Alex describes himself as a sensitive, dependent person with tendency to sacrifice and lose himself in the couple relationship. He suffers a lot when is criticized and rejected and he can not bear to be abandoned. Alex says that he easily scares and dramatically moving from a mental state of comfort to intense fear or desperation. Usually, he solves those situations by use of alcohol or by harming himself. Alex considers himself a humble man who does not deserve respect and urges us not to call him “Mr. …” because that was not fit to him. He describes difficult and intense suffering caused by rejection, criticism, irony, indifference or lack of attention. He says that the hardest to bear is that “inner pain, accompanied by terror and helplessness” which we considered to be the inner emptiness. He describes inner emptiness especially when he is alone and he then generally attempts self- harming. According to Alex, avoiding a great suffering (feeling empty inside) can be realized by a less severe one, as self-harming or even killing himself.
Alex’s psychiatric history includes many moderate or severe depressive episodes installed in situational context, most commonly by relational conflicts. Those were usually accompanied by phenomena of self-harm and abuse of ethanol. The psychiatric exam after remission signs of drug intoxication revealed depressive symptoms, so he received SSRIs, mood stabilizing and anxiolytic.

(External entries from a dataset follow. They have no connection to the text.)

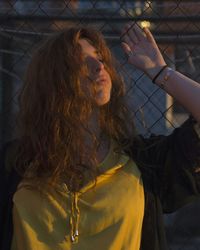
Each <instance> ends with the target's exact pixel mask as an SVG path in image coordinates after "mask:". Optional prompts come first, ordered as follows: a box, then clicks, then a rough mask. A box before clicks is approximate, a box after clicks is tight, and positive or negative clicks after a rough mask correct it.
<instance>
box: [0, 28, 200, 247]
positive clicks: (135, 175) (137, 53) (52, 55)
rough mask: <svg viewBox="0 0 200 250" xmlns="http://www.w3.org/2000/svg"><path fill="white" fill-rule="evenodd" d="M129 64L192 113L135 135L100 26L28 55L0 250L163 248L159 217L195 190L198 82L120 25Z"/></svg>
mask: <svg viewBox="0 0 200 250" xmlns="http://www.w3.org/2000/svg"><path fill="white" fill-rule="evenodd" d="M121 40H122V47H123V49H124V51H125V53H126V54H127V56H128V62H129V63H130V64H132V65H134V66H135V67H137V68H139V69H141V70H143V71H144V72H145V73H146V74H147V75H148V76H149V77H150V78H151V79H152V80H153V82H154V83H155V84H158V85H159V86H161V87H162V88H164V89H165V90H166V92H168V93H169V94H171V95H172V96H174V97H175V98H176V99H177V100H178V101H179V102H180V103H182V105H183V106H184V107H185V108H186V109H188V111H189V112H190V113H191V116H190V118H189V119H188V120H187V121H186V122H185V123H184V124H183V125H182V126H181V127H180V128H177V129H175V130H174V132H173V133H172V134H171V135H169V136H151V137H150V138H148V139H145V138H143V137H142V136H140V135H137V133H136V131H135V127H134V124H131V121H130V122H129V121H128V118H129V117H130V113H129V111H128V109H127V108H126V103H125V100H124V98H125V85H124V83H123V80H122V79H121V77H120V75H119V74H118V73H117V71H116V68H115V61H114V59H113V57H112V55H111V53H110V50H109V49H108V47H107V46H106V43H105V41H104V39H103V38H102V36H101V34H99V32H97V31H94V30H92V29H89V28H76V27H72V28H69V29H68V30H64V31H62V32H60V33H59V34H56V35H53V36H51V37H50V38H49V39H48V40H47V41H46V42H45V43H44V44H42V45H41V46H40V47H39V48H38V49H37V51H36V52H35V53H34V55H33V58H32V60H31V63H30V65H29V67H28V70H27V74H26V79H25V83H24V86H23V89H22V92H21V95H20V116H19V118H20V121H21V131H22V132H21V136H20V139H18V140H16V141H14V142H12V143H10V144H9V145H7V147H6V148H5V149H4V151H3V152H4V153H3V154H4V158H3V159H2V162H1V163H2V164H1V190H2V192H1V193H2V194H1V203H0V208H1V211H0V212H1V213H0V216H1V217H0V219H1V229H2V233H1V234H0V237H1V241H0V243H1V245H0V246H1V249H4V250H7V249H9V250H10V249H12V250H19V249H20V250H25V249H26V250H33V249H40V250H50V249H65V250H66V249H77V250H90V249H91V250H93V249H104V250H107V249H109V250H122V249H126V250H132V249H134V250H139V249H143V250H146V249H148V250H151V249H152V250H165V249H167V243H166V238H165V232H164V225H163V219H162V214H163V213H169V212H173V211H175V210H176V209H178V208H179V207H181V206H183V205H184V204H186V203H187V202H189V201H193V200H195V199H196V198H197V197H199V192H200V178H199V177H200V168H199V167H200V139H199V138H200V129H199V123H200V109H199V107H200V86H199V84H198V83H196V82H194V81H192V80H191V79H188V78H187V77H185V76H184V75H182V74H180V73H178V72H177V71H175V70H172V69H170V68H168V67H167V66H166V63H165V61H164V59H163V57H162V55H161V53H160V51H159V49H158V47H157V45H156V43H155V41H154V38H153V37H152V35H151V33H150V31H149V30H148V29H144V30H141V28H139V27H138V26H137V25H136V24H130V25H128V26H126V28H125V29H124V31H123V33H122V36H121Z"/></svg>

His diagnosis is recurrent depressive disorder, actually severe depression episode without psychotic symptoms and borderline personality disorder.
Alex asked transferring in a chronic psychiatric hospital, where he could stay for at least a year in order to “take time for calming himself”. He believes that this is the only way to stay alive and get a new beginning. During the current hospitalization, Alex has behaved like any other depressed patient without obvious psychopathic behavior. The therapist did not assume special difficulties in emotions management.

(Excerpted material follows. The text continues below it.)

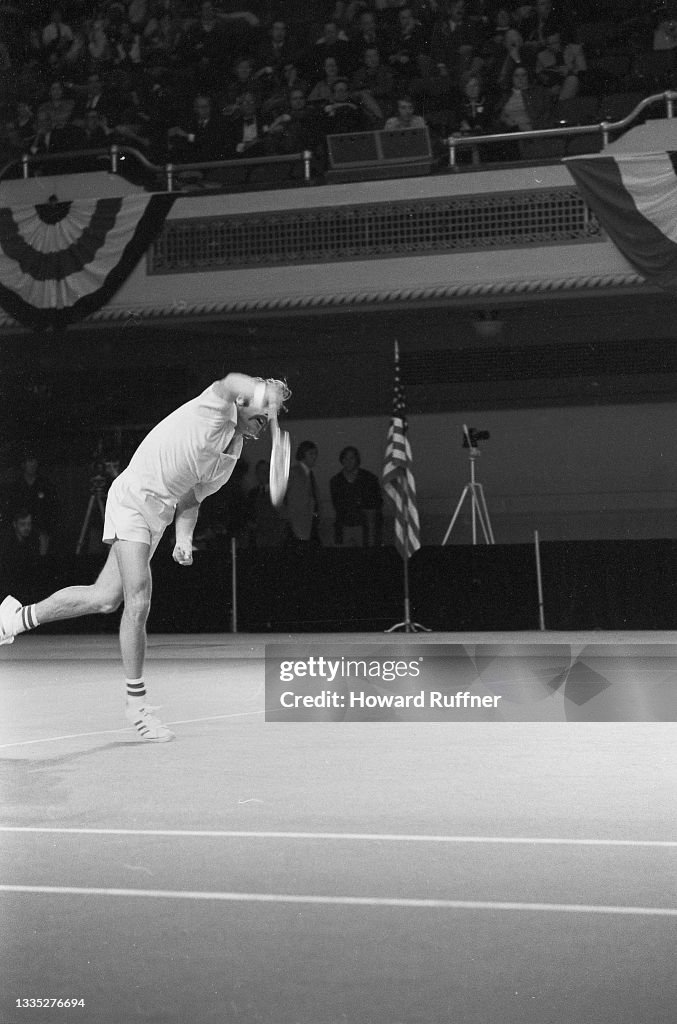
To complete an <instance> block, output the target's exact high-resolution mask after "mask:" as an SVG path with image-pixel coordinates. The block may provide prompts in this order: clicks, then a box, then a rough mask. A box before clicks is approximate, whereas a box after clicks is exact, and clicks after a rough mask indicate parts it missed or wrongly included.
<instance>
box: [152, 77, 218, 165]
mask: <svg viewBox="0 0 677 1024" xmlns="http://www.w3.org/2000/svg"><path fill="white" fill-rule="evenodd" d="M167 135H168V138H169V142H170V146H171V148H172V150H173V155H174V159H175V160H176V161H177V162H178V163H186V164H193V163H195V164H200V163H203V162H205V163H206V162H207V161H213V160H225V159H226V158H227V153H228V148H227V141H226V134H225V125H224V123H223V120H222V119H221V118H220V117H218V116H216V115H215V114H214V110H213V103H212V99H211V96H207V95H205V94H204V93H200V94H198V95H197V96H196V98H195V100H194V102H193V118H192V120H191V123H189V124H187V125H186V126H185V127H181V126H180V125H173V126H172V127H171V128H170V129H169V131H168V132H167Z"/></svg>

Comparing features of the two cases, we consider that Ema presents borderline and narcissistic personality traits, which led to advantages and disadvantages. We believe that the narcissistic defenses have brought her a bit of stability in self-image, interpersonal relationships and in setting goals, ambition and perseverance compared with other borderline personalities (4). They also helped in getting a good professional and familial status. We believe that narcissistic traits protected Ema from self harm behavior. The disadvantage of combined borderline and narcissistic traits could be seen in the interpersonal stress and disruptions The emotional and cognitive material that Ema exposed in therapy put a significant pressure on the therapist, who did not find adequate resources and time to cultivate a good therapeutic relationship. In conclusion, we believe that Ema presents a moderate borderline personality disorder with medium impact on overall functioning.

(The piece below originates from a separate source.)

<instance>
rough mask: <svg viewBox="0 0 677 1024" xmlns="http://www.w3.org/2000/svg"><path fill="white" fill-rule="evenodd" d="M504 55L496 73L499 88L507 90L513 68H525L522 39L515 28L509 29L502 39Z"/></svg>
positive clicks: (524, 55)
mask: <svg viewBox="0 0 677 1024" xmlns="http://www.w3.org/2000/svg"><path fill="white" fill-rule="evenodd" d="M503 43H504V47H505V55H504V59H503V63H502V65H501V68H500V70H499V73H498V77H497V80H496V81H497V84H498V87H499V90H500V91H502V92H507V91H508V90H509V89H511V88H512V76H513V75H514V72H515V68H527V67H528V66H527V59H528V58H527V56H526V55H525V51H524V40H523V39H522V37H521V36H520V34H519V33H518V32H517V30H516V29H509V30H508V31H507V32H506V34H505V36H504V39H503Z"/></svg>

We believe that Alex presents combined borderline, dependent and depressive traits. His biographical analysis indicates that dependent and depressive traits contributed to professional setbacks and a self-destructive couple relationship. In conclusion, we consider that Alex suffers from a severe personality disorder with a significant impact on overall functioning. However, we believe that dependent and depressive traits favored a good start for therapeutic relationship, where Alex was involved as deeply honest as he could.
We are invited to reflect on what could help people with a personality disorder.
Is it preferable to associate features that ensure a better functioning but give less chance of awareness or to present disturbing traits that favor requesting and receiving help?
We consider that the answer lies in the further development of Alex and Ema, whom we believe we will meet and understand better in the future.